Clarke's rage at this is clear in her writing, as is her seeming despair. Jade exits the play somewhat humbled by her experiences, but it hardly seems to matter: This play is too angry at the middle class to give much importance to tragedy's capacity for humanizing the haves at the expense of the have-nots. Classism is the bitter pill of No Distance Between Us, and Clarke demands we swallow it. Because she has engaged us with sharply drawn characters, we take our dose of medicine, and its ashes remain in our mouths long after the play has ended.

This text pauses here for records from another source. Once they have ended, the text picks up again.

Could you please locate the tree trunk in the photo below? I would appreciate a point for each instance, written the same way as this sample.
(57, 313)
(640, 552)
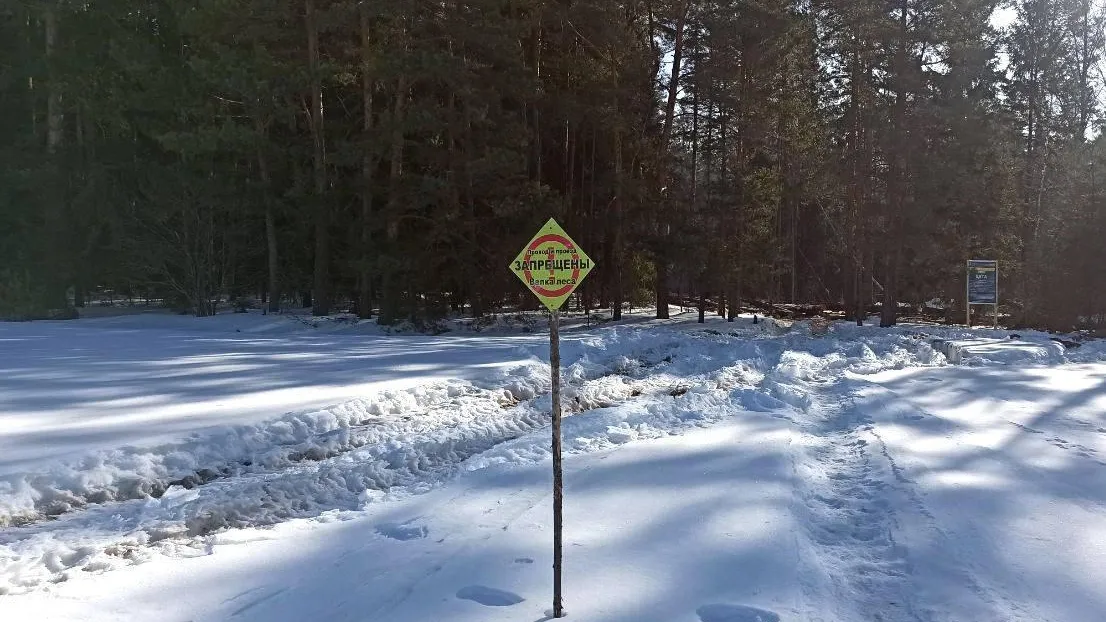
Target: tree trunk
(674, 85)
(273, 306)
(389, 308)
(367, 164)
(660, 287)
(322, 275)
(616, 207)
(53, 96)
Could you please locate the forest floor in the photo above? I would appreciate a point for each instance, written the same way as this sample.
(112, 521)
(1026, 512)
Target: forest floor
(278, 468)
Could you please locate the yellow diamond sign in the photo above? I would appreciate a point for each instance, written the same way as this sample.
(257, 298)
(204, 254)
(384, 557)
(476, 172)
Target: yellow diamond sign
(552, 266)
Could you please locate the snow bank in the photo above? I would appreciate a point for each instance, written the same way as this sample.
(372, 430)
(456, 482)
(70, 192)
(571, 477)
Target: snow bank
(622, 384)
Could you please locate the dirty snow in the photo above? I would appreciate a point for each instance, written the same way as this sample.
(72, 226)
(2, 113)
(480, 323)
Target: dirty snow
(728, 473)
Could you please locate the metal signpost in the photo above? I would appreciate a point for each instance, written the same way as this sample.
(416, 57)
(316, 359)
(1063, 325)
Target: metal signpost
(552, 267)
(983, 286)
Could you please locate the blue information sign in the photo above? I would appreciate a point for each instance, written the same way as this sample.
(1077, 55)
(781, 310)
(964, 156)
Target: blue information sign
(982, 281)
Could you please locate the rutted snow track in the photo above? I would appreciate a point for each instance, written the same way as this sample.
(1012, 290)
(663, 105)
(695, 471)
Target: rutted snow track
(622, 384)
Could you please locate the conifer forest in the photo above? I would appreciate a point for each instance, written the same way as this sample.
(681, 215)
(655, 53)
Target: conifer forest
(389, 157)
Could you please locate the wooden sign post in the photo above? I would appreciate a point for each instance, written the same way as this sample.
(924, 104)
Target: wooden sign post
(552, 266)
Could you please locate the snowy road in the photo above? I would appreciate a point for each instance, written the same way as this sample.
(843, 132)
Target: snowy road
(736, 474)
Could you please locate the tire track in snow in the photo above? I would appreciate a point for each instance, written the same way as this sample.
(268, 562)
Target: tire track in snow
(423, 452)
(852, 516)
(335, 473)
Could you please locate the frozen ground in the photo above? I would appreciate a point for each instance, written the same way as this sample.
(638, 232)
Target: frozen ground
(730, 473)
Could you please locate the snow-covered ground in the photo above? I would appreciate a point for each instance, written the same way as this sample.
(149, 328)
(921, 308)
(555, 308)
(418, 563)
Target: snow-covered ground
(256, 468)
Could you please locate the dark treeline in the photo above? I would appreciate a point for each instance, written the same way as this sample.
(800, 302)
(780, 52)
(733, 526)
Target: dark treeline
(392, 156)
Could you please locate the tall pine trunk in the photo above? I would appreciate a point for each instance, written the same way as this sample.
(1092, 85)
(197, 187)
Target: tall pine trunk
(389, 307)
(367, 164)
(321, 296)
(273, 304)
(660, 286)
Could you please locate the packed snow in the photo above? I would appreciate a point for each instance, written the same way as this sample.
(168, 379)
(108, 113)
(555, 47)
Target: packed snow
(248, 467)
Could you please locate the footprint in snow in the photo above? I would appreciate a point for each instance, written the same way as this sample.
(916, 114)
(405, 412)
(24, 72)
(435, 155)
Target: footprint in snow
(402, 531)
(489, 597)
(734, 613)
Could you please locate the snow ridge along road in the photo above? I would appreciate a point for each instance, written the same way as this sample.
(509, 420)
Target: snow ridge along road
(862, 524)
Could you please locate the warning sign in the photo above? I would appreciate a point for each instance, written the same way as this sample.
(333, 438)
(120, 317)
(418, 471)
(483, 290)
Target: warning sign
(552, 266)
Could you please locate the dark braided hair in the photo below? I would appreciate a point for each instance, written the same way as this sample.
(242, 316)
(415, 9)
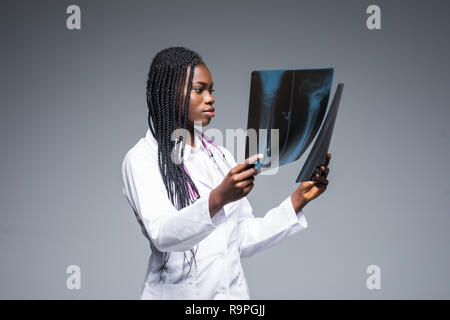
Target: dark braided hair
(165, 84)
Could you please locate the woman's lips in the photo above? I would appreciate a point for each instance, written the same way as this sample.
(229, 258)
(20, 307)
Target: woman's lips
(209, 113)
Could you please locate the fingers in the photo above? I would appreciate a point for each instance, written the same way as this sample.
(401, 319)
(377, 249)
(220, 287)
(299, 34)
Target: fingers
(320, 179)
(245, 174)
(248, 189)
(245, 183)
(327, 160)
(323, 171)
(249, 161)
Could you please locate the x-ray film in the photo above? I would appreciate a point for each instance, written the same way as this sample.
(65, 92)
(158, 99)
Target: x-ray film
(317, 155)
(292, 101)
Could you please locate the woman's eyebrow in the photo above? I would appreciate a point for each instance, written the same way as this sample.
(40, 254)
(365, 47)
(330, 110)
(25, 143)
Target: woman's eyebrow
(203, 83)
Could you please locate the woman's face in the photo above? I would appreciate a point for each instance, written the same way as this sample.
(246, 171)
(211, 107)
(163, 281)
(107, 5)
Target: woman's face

The oeuvre of celebrated playwright John Guare was the subject of an entire season at New York's august Signature Theatre Company last year, an honor that has previously been reserved for the likes of Sam Shepard and Arthur Miller. Appropriate to the theater's retrospective sensibility, Guare closed the season with a play, Lake Hollywood, that is simultaneously his newest and one of his oldest.
Guare based the script, now playing at the Guthrie Lab, on a 35-year-old one-act. Notoriously obsessive as a rewriter, he could not resist retooling the piece, punching it up with contemporary details and adding a sprawling first act that chronicles a wild afternoon at a New England lake. This new act is a delight, as Guare indulges in all manner of theatrical eccentricities. Blanketed in the smoke of a burning Jehovah's Witness encampment, Guare's assortment of motley characters giggle like fiends and dash about the set, pausing only long to babble bizarre monologues directly at the audience. An ancient German vamp, played by the abundantly droll Elizabeth Norment, begs for the audience's sympathy. "After all, we're all human here," she declares before scowling at a nearby audience member. "Except you." She jabs her finger at another. "And you."